When one thinks of a Charles Bronson film, we usually think of him on the streets as a ruthless vigilante, who is seeking the killers of his family over and over again. In a slight change of pace, in 10 to Midnight, Charles Bronson plays an LA detective by the name of Leo Kessler, who is investigating the brutal murders of women. Sure, he eventually takes on the role of a vigilante of sorts, but 10 to Midnight does offer a nice of change of pace.
Another thing that 10 to Midnight offers differently from other films of its type is the reveal of the killer at the beginning of the film. We know who is the one doing the murders, as we ride along with Warren Stacy (Gene Davis), who stalks women while entirely nude and stabs them with his switchblade. However, after Warren’s latest murder, details are revealed in a diary that put Leo Kessler on his trail. As Kessler gets closer and closer, Warren decides to go after Kessler’s daughter (Lisa Eilbacher) and his nurse friends (one of them played by Kelly Preston). Eventually, the film accumulates in a rather shocking ending that will please fans of no-nonsense justice.

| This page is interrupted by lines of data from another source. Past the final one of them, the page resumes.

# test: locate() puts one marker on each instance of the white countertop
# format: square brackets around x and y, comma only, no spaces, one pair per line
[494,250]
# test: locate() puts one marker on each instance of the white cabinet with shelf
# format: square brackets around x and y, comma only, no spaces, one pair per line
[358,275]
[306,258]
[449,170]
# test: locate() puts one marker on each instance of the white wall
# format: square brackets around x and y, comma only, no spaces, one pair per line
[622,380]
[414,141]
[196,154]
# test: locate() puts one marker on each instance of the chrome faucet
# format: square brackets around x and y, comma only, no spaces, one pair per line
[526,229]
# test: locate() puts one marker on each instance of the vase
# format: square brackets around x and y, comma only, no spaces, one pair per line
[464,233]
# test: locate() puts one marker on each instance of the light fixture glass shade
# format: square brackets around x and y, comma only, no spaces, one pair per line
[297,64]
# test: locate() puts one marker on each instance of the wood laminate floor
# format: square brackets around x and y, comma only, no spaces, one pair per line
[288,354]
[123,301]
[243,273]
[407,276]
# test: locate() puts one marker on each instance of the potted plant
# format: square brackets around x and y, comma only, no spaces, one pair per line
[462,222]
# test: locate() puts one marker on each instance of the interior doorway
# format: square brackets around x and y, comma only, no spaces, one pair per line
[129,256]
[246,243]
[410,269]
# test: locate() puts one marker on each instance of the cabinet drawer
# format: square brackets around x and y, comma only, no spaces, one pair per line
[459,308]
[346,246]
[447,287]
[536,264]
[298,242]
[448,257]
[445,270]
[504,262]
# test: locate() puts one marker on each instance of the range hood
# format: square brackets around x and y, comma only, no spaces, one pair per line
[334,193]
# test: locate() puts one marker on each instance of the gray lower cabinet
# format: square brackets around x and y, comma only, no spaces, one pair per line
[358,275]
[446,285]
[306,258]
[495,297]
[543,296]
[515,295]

There is plenty to like with 10 to Midnight. Charles Bronson is playing a tough as nails detective, loads of violence (even though the stabbings aren’t explicitly shown, they still feel effectively nasty), a heart-pounding score by Robert O. Ragland, and that ballsy ending I’ve mentioned before. I’m not sure what Roger Ebert was smoking when he gave this movie a 0 rating and called it “a scummy little sewer of a movie.”
Scream Factory has released 10 to Midnight on Blu-ray under their Collector’s Edition branding, which means we get a fancy slipcover and some new special features to check out. Also provided is a new 4K scan of the original camera negative. The results are fantastic, with deep colours and some lovely even grain, with hardly any compression issues that I could notice. I’ve compared the original Twilight Time Blu-ray release (caps-a-holic) against this newer release, and the results speak for themselves in the pictures below:
Audio provided on the disc is 2.0 DTS-HD MA, with results that give a solid performance. The soundtrack comes through loud and clear, and the dialogue is never so low that you need to fiddle with the volume.
If one is hoping for hours and hours of extra features, there will be some slight disappointment. We get four new interviews to watch. First up is a roughly 13-minute interview with Lance Hool titled Producing Bronson. He reminisces about working with Bronson on 10 to Midnight and eventually 1984’s The Evil That Men Do. It’s a touching and emotional interview. Next up is a 6-minute interview with Robert F. Lyons, who also provides plenty of entertaining anecdotes about Charles Bronson behaviour on set. Next is an almost 7-minute interview with Jeana Tomasina Keough, who discusses her start as a Playboy model, before landing her role in 10 to Midnight. She was initially going to be cast as Bronson’s daughter, but her height on her resume was listed as 5′ 8″, and Bronson refused to work with anyone taller than 5′ 7″, which funny enough was what Keough’s actual height was. Finally, we end the interviews with an almost 11-minute discussion with Bronson’s filming partner Andrew Stevens, who also talks about Bronson and his reserved attitude towards making friends. Another new feature is an audio commentary with Paul Talbot, author of Bronson’s Loose! and Bronson’s Loose Again!. Talbot uses every single minute of the film to discuss all sorts of trivia about absolutely everything in this movie. It sometimes comes off as information overload, but it never becomes boring. Rounding out the features is an older commentary track with Producer Pancho Kohner, Casting Director John Crowther, and Film Historian David Del Valle; Theatrical trailer, Radio Spots, and a Still Gallery.
Of the Bronson films I’ve seen, I would rank 10 to Midnight quite high on my Bronson themed list. It’s never dull, has Bronson being a badass, and a psychotic killer to give you the chills. Scream Factory has done a phenomenal job on the new transfer, and the new bonus features provided are highly informative and worth sitting down and checking out. This is a big recommend from yours truly.
10 to Midnight is a solid film that provides the viewer with a kickass Bronson and a psycho killer going head to head. Scream Factory nails things with a phenomenal transfer and some really informative extra features.